I believe that students need to start tackling these everyday problems early in their educational careers. They need to learn how to fail forward — to take ownership of their mistakes and learn from them. And then we need to encourage our students to go out and fail again. As Forbes attested: “Great innovation, like great people, typically is not born; it is the result of trial and error.” Encouraging students to fail forward teaches them how to tackle new challenges without fear of “being wrong” or “making a mistake,” mindsets which all-too-often stifle ingenuity. However, our society rarely talks about the thousands of failures and rejections that led up to an engineer’s or a scientist’s or an author’s prolific success. (For me, one of the most powerful documents ever published online was Monica Byrne’s Anti-Resumé, which listed all of her rejections from publishers, conferences, graduate schools, fellowships, and residencies. The rejection rate for this award-winning novelist? 97%.) This lack of transparency can make failure seem frightening, especially for adolescents who frequently struggle with self-esteem. We need to ensure that students view our classrooms as safe spaces where they won’t be judged by their failures but rather praised for their courage.

I also believe in multicultural and international education. As Hamlet once said, “There are more things in heaven and earth, Horatio, than are dreamt of in your philosophy.” Many of our students live in isolated communities; their neighbors and classmates look like them, speak like them, and (for the most part) think like them. However, in a rapidly globalizing society, our students need to stretch outside of their of their comfort zones and grapple with divergent cultures and conflicting perspectives. For this reason, I’m a supporter of curricula like the International Baccalaureate, as well as extracurricular programs that encourage student travel (both nationally and internationally) and cross-cultural exchanges. At my previous school, I helped facilitate our annual seventh grade trip to New Orleans where students learned about the ecological and sociological impact of Hurricane Katrina, in addition to volunteering with relief organizations in the Third Ward.

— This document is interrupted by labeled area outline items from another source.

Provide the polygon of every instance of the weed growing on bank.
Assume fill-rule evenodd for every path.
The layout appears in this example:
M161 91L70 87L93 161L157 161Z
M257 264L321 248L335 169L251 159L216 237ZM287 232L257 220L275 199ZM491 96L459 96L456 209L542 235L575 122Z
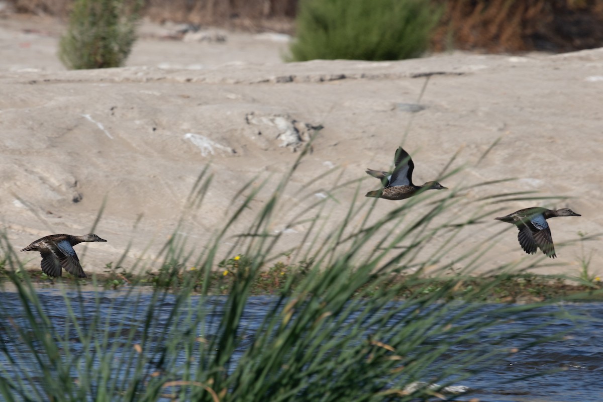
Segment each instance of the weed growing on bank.
M4 398L431 400L518 351L561 341L565 333L545 336L542 327L579 319L562 309L542 309L540 298L484 304L493 294L511 301L506 283L514 277L504 274L535 268L541 259L470 278L496 236L476 244L467 241L466 230L493 215L488 200L505 196L466 196L475 186L423 192L385 210L376 207L376 199L348 197L343 204L333 187L332 196L303 207L285 225L304 222L305 241L276 253L286 231L276 231L274 223L280 212L291 212L282 195L309 149L265 202L251 203L269 191L267 179L246 186L248 195L238 193L205 247L187 247L177 227L157 253L159 272L148 272L150 291L130 286L103 291L93 277L93 291L77 281L74 290L58 287L60 294L49 299L33 286L7 237L0 237L16 289L11 303L21 313L0 309L0 328L11 328L5 334L10 342L0 348ZM177 227L201 207L210 182L204 170ZM307 190L299 196L313 199ZM327 225L330 207L346 213ZM251 223L235 231L245 215ZM451 250L461 251L452 257ZM431 278L425 275L428 268ZM133 279L119 262L107 271L112 281ZM278 291L262 299L260 318L250 322L254 292L262 289ZM513 331L505 327L510 321L518 324Z
M418 57L427 50L443 11L422 0L305 0L289 59Z
M136 39L140 0L75 0L58 57L70 69L120 67Z

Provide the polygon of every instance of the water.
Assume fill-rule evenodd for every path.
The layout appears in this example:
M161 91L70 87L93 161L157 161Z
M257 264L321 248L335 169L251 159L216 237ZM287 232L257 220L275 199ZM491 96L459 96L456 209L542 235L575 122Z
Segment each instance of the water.
M58 333L64 334L65 339L69 339L68 348L71 355L85 353L86 351L80 341L77 331L70 324L68 305L62 291L45 289L37 289L37 293L54 328ZM223 297L193 297L191 305L183 306L182 309L183 315L174 317L172 311L176 298L174 295L166 295L163 299L153 302L155 304L154 314L157 325L153 325L145 333L142 328L141 320L144 318L147 307L152 301L151 293L142 291L135 295L128 295L124 291L105 291L101 295L100 297L97 297L95 292L83 292L80 297L75 291L67 291L66 300L87 330L93 324L95 319L98 319L98 322L102 323L102 328L98 329L98 341L102 342L101 334L106 332L109 338L108 347L115 348L115 358L122 354L131 355L132 345L140 343L145 336L159 339L159 342L165 342L166 328L169 326L170 320L186 322L188 319L186 312L191 311L198 303L203 303L208 312L203 319L202 325L199 327L202 328L200 329L202 333L197 334L201 342L207 342L218 331L227 300ZM35 359L32 356L24 355L23 343L25 341L23 334L19 334L17 330L31 327L25 316L22 301L16 292L1 292L0 297L2 301L0 342L3 350L5 351L0 353L0 368L2 369L0 375L16 378L16 376L22 377L24 372L27 371L35 382L36 378L42 374L36 371ZM133 299L136 299L136 303L133 302ZM240 333L241 342L234 355L235 359L241 358L251 345L256 331L261 327L266 315L271 313L271 309L276 301L276 298L270 296L254 297L249 300L243 314L242 331ZM395 307L394 304L391 305L392 308ZM484 305L479 308L478 314L484 319L488 319L496 307L493 304ZM475 391L470 398L477 398L485 402L603 401L603 385L601 384L603 305L600 303L566 304L544 307L542 311L560 309L586 316L592 319L581 322L579 328L571 320L557 320L553 324L541 328L539 334L554 335L569 330L565 340L548 342L528 350L518 351L510 357L494 362L456 385L469 387ZM392 325L397 319L399 317L396 315L391 317ZM510 321L503 324L502 328L509 333L519 334L525 325L537 324L539 319L536 316L527 321ZM500 329L499 327L496 330ZM168 335L167 339L169 338ZM519 345L526 341L529 339L519 336L510 341L510 344L507 346L513 347L513 342L517 342ZM469 343L455 345L447 353L455 356L464 348L472 347ZM42 345L35 342L33 347L43 350ZM22 351L19 352L19 350ZM61 351L61 353L67 351L65 348L62 348ZM9 362L7 358L8 355L18 356L20 365ZM175 357L175 364L182 363L185 358L183 352ZM151 359L150 365L152 366L156 362ZM99 360L97 359L94 364L99 364ZM150 367L148 369L150 372L157 369ZM232 366L229 369L232 369ZM502 383L507 380L553 371L557 371L521 380L512 384ZM72 374L77 377L75 368ZM464 398L461 397L460 400Z

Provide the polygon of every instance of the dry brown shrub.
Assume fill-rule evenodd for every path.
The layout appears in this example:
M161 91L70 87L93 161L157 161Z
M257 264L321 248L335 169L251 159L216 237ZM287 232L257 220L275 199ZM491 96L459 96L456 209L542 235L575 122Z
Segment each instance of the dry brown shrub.
M21 13L66 17L72 0L8 0ZM246 31L292 33L301 0L146 0L144 15ZM603 0L432 0L447 5L435 51L563 52L603 46Z
M72 0L12 0L10 2L18 13L66 17Z
M148 0L145 15L166 20L251 31L291 31L297 0Z
M440 0L434 50L555 52L603 45L603 0Z

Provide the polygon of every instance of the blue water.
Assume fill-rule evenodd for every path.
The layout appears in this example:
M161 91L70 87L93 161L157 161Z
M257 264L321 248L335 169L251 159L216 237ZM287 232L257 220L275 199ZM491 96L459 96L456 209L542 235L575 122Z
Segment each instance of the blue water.
M68 340L66 348L64 344L61 344L60 356L66 351L72 356L86 352L80 341L77 331L71 322L68 313L68 304L84 330L89 330L90 325L95 322L100 325L96 329L99 333L98 342L102 342L102 334L109 334L110 341L107 347L115 347L116 359L121 354L131 353L133 345L141 343L145 337L156 340L154 342L160 346L162 342L169 342L170 335L167 328L172 326L171 320L186 322L186 320L189 319L186 317L187 312L196 311L199 303L203 304L206 313L202 323L198 326L199 333L196 335L203 342L210 341L219 331L220 319L227 301L224 297L193 297L189 300L190 305L185 305L178 310L182 315L174 316L176 297L172 295L166 295L164 298L153 301L152 294L144 292L128 294L122 291L104 291L100 294L93 291L78 294L75 291L63 293L55 289L37 289L36 293L44 306L43 312L48 316L56 333L63 335L62 339ZM39 343L36 343L39 341L34 342L31 347L25 345L27 333L25 330L26 335L24 336L23 330L30 328L31 324L18 294L4 292L0 292L0 297L2 298L0 376L13 378L21 376L22 378L24 372L27 371L31 377L31 381L35 383L36 378L43 374L36 371L36 360L32 356L33 354L28 354L27 351L30 350L30 347L39 351L43 348ZM270 296L254 297L249 299L243 313L241 330L239 333L240 342L233 354L235 360L241 358L251 345L267 314L273 313L272 309L276 301L276 297ZM142 322L146 309L151 302L155 307L155 324L145 333L142 329ZM391 305L392 309L395 309L396 307L395 304ZM500 306L484 304L470 318L491 319L493 312L497 307ZM543 327L538 330L539 336L554 336L564 332L566 333L564 339L546 342L528 350L522 349L493 362L468 378L461 380L455 385L468 387L472 392L470 396L460 397L459 400L476 398L484 402L603 401L603 304L564 304L542 307L539 311L544 313L561 309L581 315L587 319L581 320L578 325L572 319L560 318ZM379 313L385 312L379 312ZM34 312L33 314L37 316L37 313ZM400 319L401 315L403 315L403 313L396 313L390 318L391 325L395 325ZM348 320L354 319L355 315L352 314ZM513 347L516 344L519 347L529 342L534 338L533 335L520 335L522 329L538 324L539 320L543 319L538 316L520 319L518 316L518 319L509 320L491 330L493 333L502 330L508 334L518 334L516 338L506 341L504 346ZM119 344L115 346L113 342ZM154 344L150 342L148 344ZM454 356L472 347L475 347L475 345L471 342L461 342L451 346L446 354ZM16 360L17 364L11 362L9 357ZM175 364L178 362L182 363L183 359L183 352L182 355L176 357ZM159 359L157 356L151 359L148 365L150 366L147 368L150 372L157 369L151 366ZM94 364L99 364L98 360L95 360ZM235 366L236 361L227 369L232 371ZM507 380L549 371L552 372L520 380L511 384L504 383ZM125 375L125 374L119 373L119 375ZM72 374L77 377L75 368ZM26 382L27 383L28 383Z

I’m a major advocate of cross-curricular planning. I often worked with our school’s core academic teachers to develop “stimulus projects.” Sixth graders reading The Odyssey and studying Ancient Greek civilization created tableaux/soundscapes based on Greek mythology; fifth graders learning about gravitational forces developed movement works where they “walked” on various planets. These types of projects reinforced content from other subject areas, especially for kinesthetic learners, while also providing an outlet for creative expression. I’m a strong believer that, in order to ensure that every student masters the necessary content, teachers need to work together — both within their own department and across departments. In the past, my students have come from a wide variety of backgrounds, which makes this kind of collaborative planning even more imperative. I have experience designing curricula for gifted/talented classes, special education classes (with both learning and behavioral disabilities), and English language learners. (Last year, I received the Voya Unsung Heroes Award, given for excellence and innovation in curriculum planning.)

At first glance, my classroom may appear different than many other teachers. There are no desks in a row; there are few raised hands. It’s more of a creative studio, a refuge for makers and thinkers and dreamers, than anything else. But my goal as an arts educator isn’t just to produce the annual school musical; my goal is to inspire my students to change the world — and then teach them how to do it.